In very general term, a token can be seen as a word. Every sentence consists of different words, from a technical point of view we call them tokens. However, that is not all there is to a sentence, there is punctuation, too, and maybe a number, an emoticon, a line break etc. All these are tokens, too. Wikipedia describes a token as "… a structure representating a lexeme that explicitly indicates its categorization for the purpose of parsing." Even though this approach is very technical, it also gives an insight into the problem we faced when tokenizing the SMS corpus. One of the basic question when creating a corpus is: which entities might a linguistic researcher be looking for? Splitting a sentence into tokens is one step that has to be performed when creating these entities.

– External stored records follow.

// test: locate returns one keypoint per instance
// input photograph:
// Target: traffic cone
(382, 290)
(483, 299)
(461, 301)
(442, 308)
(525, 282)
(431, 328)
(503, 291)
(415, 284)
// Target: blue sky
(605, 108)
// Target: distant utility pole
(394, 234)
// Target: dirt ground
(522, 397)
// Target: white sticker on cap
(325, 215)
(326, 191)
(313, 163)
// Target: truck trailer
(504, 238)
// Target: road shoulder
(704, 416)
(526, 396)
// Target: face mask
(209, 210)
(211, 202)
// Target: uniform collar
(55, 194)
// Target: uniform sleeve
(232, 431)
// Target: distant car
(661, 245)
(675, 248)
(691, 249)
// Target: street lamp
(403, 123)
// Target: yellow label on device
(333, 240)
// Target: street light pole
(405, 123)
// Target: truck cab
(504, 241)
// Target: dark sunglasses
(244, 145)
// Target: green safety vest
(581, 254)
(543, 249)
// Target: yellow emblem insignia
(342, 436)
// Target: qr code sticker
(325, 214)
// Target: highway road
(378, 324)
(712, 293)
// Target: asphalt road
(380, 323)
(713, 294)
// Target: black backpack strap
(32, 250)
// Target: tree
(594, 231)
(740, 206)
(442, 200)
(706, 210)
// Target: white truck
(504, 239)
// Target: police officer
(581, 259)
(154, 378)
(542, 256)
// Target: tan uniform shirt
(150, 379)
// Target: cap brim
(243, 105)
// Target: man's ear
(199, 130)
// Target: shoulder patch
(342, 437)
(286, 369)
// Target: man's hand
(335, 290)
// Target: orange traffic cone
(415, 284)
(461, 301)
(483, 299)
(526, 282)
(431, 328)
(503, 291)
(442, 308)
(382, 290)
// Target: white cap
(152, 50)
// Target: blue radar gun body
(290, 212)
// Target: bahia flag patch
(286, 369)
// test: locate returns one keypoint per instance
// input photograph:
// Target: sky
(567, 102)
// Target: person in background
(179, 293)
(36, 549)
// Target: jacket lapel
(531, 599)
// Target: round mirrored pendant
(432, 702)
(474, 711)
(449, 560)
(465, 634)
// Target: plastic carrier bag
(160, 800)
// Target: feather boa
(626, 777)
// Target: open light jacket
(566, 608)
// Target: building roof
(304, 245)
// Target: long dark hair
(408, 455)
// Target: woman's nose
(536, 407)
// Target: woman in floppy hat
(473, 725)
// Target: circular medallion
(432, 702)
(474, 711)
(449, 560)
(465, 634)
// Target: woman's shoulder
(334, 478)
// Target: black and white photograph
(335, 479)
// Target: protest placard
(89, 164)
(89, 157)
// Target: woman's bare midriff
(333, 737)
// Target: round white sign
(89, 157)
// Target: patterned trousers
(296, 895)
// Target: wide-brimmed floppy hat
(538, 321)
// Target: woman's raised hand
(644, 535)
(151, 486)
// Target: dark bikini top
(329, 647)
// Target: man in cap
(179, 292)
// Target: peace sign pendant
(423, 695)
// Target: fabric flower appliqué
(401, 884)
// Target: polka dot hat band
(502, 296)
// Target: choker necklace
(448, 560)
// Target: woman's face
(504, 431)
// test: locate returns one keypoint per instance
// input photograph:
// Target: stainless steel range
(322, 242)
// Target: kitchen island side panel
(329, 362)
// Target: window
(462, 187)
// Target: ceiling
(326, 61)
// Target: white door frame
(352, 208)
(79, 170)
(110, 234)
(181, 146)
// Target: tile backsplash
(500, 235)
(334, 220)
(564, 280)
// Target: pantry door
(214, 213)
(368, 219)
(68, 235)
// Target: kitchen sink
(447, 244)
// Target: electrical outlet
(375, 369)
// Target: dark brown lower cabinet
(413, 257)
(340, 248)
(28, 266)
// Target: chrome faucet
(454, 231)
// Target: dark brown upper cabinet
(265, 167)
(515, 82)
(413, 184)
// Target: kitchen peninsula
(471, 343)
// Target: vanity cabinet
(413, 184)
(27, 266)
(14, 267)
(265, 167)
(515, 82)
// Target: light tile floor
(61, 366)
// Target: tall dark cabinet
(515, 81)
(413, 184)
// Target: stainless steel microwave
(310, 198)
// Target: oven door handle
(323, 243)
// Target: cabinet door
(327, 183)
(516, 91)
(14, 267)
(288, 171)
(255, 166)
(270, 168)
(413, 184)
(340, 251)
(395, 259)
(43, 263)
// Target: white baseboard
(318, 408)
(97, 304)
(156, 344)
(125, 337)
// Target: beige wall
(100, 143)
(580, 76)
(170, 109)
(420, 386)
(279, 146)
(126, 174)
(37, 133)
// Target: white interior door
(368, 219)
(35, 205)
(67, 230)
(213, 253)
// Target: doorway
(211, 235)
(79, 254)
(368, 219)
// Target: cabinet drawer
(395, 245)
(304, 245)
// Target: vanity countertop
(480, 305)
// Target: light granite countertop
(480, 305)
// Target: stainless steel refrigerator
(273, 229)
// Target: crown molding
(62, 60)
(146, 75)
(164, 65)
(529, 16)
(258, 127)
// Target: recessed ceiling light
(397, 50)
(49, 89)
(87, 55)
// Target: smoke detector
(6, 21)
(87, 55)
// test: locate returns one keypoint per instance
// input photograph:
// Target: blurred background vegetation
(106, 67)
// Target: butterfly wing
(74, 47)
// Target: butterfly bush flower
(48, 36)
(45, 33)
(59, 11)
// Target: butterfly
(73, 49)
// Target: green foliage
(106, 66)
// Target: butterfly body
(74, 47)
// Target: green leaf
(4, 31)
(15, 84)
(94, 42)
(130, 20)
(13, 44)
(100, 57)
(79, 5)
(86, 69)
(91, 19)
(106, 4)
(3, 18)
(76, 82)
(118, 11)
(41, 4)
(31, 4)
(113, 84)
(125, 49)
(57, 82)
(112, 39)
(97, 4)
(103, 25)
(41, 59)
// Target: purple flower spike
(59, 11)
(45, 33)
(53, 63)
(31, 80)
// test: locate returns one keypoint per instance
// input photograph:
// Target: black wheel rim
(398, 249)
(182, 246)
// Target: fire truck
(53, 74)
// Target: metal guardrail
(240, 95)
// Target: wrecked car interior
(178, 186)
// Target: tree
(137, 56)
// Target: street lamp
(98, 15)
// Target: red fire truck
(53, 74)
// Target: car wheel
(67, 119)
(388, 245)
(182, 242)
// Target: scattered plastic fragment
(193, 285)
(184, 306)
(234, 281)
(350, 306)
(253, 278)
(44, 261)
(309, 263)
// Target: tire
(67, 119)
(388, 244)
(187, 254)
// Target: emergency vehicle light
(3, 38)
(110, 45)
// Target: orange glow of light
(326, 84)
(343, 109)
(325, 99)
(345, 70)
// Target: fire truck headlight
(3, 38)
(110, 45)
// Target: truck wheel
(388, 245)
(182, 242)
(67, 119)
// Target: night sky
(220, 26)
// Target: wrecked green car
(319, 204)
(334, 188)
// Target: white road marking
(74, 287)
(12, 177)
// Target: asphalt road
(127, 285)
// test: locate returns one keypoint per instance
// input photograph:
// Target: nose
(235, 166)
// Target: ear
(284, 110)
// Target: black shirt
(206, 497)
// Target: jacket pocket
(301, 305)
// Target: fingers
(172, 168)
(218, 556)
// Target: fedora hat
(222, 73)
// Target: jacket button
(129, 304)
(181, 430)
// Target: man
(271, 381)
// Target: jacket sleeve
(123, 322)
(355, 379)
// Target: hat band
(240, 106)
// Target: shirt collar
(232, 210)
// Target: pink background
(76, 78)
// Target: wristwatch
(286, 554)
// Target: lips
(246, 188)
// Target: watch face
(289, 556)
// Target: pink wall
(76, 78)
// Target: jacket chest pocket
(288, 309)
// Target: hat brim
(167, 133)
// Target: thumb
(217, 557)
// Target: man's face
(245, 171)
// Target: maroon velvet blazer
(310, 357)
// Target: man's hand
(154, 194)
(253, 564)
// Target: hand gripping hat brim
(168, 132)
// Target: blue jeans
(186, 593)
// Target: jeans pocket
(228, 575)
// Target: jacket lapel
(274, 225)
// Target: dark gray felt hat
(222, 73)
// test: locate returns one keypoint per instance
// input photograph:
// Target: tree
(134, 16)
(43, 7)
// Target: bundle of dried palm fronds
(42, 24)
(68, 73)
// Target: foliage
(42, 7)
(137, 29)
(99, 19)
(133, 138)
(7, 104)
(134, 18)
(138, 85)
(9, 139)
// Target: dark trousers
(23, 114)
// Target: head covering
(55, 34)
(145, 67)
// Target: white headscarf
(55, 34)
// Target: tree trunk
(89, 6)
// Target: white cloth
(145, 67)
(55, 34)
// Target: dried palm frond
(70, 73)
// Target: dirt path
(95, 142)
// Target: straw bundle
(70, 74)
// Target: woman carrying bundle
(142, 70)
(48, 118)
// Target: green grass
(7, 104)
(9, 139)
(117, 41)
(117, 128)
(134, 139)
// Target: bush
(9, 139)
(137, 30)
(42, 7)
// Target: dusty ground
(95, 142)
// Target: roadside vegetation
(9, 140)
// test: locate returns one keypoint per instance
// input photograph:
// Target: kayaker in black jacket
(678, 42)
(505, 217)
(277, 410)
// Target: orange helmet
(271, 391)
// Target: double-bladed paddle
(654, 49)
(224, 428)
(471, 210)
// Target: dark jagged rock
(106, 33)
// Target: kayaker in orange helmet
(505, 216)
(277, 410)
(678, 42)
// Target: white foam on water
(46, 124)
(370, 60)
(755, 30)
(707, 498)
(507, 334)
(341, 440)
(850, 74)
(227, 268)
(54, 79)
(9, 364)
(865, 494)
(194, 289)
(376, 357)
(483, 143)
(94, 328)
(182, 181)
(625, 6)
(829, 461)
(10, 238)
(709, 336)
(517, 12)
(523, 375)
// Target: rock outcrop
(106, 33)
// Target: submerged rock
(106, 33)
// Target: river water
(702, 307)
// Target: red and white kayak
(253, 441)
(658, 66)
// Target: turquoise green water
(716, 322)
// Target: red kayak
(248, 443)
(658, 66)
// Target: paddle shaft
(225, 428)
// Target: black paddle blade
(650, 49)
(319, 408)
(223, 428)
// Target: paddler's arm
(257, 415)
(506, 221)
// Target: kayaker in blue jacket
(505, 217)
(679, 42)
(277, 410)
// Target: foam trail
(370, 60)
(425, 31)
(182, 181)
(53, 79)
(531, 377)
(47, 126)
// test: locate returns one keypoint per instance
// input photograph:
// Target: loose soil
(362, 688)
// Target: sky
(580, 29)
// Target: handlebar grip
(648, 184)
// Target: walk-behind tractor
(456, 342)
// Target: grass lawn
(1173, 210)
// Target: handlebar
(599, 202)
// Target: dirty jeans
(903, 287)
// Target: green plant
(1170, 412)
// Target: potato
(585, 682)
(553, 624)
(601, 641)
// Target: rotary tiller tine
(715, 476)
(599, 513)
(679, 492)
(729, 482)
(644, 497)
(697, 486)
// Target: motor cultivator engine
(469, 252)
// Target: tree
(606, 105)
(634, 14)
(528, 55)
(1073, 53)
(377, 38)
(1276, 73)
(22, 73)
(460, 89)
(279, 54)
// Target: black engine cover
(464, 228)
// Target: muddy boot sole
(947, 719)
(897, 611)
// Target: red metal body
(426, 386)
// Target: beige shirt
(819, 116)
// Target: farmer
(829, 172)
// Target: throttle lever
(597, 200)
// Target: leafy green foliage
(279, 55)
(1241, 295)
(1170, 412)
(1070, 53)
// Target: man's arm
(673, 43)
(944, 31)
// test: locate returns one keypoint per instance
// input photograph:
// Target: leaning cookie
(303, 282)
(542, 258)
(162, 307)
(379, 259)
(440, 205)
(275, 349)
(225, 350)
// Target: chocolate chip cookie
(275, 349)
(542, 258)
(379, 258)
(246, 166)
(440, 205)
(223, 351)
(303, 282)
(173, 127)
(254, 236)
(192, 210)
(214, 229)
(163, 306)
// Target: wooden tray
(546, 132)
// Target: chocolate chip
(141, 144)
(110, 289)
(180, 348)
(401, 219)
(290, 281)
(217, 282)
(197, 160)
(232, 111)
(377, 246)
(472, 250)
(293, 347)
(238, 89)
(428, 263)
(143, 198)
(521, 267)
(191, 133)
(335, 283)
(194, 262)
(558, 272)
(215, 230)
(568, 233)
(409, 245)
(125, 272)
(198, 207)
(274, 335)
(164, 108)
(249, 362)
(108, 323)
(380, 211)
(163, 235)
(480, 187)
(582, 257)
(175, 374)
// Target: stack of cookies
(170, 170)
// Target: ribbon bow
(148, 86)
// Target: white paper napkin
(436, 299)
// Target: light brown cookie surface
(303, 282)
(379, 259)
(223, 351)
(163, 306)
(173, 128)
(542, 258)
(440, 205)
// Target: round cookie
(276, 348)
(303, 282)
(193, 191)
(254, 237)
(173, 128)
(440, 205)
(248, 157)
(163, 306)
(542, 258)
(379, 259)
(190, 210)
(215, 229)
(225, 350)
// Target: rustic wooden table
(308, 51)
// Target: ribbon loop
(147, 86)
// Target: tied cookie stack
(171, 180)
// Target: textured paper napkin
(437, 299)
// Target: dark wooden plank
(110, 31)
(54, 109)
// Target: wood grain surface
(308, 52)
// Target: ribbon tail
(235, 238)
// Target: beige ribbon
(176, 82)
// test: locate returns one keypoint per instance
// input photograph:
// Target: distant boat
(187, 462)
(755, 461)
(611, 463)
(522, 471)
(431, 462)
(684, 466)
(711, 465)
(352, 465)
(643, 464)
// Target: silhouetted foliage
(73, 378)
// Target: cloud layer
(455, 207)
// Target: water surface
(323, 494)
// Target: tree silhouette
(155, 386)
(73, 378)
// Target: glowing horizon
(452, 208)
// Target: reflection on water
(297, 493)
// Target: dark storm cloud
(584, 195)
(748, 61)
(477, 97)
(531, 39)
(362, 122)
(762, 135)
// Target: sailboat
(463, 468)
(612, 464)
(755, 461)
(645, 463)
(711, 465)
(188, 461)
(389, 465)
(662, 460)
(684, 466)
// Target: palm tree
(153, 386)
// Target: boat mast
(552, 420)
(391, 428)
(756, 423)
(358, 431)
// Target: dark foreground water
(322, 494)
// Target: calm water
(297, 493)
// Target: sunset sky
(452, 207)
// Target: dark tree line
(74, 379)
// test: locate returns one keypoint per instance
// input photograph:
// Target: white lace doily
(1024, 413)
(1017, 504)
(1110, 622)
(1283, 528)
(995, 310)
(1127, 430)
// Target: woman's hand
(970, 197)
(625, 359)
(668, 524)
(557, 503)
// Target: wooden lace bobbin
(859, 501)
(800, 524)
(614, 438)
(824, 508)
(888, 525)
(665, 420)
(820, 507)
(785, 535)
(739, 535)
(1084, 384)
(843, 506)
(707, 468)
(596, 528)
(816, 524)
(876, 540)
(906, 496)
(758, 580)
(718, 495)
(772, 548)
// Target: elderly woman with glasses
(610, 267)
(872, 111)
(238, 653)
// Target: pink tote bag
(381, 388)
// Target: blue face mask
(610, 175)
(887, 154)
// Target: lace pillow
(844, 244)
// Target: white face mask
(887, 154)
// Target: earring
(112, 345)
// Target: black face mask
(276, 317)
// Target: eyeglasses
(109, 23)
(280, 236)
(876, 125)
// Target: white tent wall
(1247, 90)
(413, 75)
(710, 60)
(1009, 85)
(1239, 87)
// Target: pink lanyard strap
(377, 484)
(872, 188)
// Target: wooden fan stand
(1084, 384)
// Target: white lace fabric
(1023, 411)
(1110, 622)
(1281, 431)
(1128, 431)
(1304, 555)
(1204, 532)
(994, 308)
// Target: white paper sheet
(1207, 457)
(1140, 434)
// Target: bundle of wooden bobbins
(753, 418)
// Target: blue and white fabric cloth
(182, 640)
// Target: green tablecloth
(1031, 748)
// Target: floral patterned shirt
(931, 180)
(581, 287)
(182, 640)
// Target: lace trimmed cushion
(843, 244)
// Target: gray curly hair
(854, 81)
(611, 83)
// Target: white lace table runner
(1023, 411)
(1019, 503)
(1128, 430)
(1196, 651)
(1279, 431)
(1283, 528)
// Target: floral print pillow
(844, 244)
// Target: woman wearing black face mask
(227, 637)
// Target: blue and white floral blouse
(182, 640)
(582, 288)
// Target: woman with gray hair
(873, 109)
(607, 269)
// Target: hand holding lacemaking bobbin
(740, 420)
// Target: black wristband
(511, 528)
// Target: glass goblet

A out-of-the-box tokenizer, as they exist in computational linguistics, identifies every punctuation as a token, because they are normally found between words and separated by spaces and are used to separate clauses. The combination ; - ) would thus consist of three tokens, a semicolon, a dash and a round closing bracket. However, in SMS research, these three characters should not be considered as individual tokens of punctuation but as a single token that forms an emoticon. In this situation, three characters that would normally be considered as individual tokens have to be pulled together to form a unity. A similar situation can be found in ordinary French spelling, where pomme de terre ('apple from the soil', i.e. 'potato') should not be considered as three, but rather as one token. But we might also find the opposite problem, e.g. with clitic forms: from a syntactic point of view Swiss German, hani ('have I') should be interpreted as two tokens: han and i even though they are not separated by any character.

When tokenizing the SMS corpus, an ordinary tokenizer, as it is used in computational linguistics, was applied to the data with special rules, e.g. for emoticons. In a second step, the student helpers (while performing other tasks) checked all the tokens and marked them for correction where applicable. Please consider the following examples to illustrate the rules applied:

Language	automatic tokenization	corrected to	Translation
French	[jsuis]	[je][suis]	I am
French	[ajourd'][hui]	[ajourd'hui]	today
all	[n][8]	[n8]	night
Romansh	bn	[Buna][notg]	good night

Please consult Ruef/Ueberwasser (2013) in the bibliography for more information about the technical steps of the tokenization.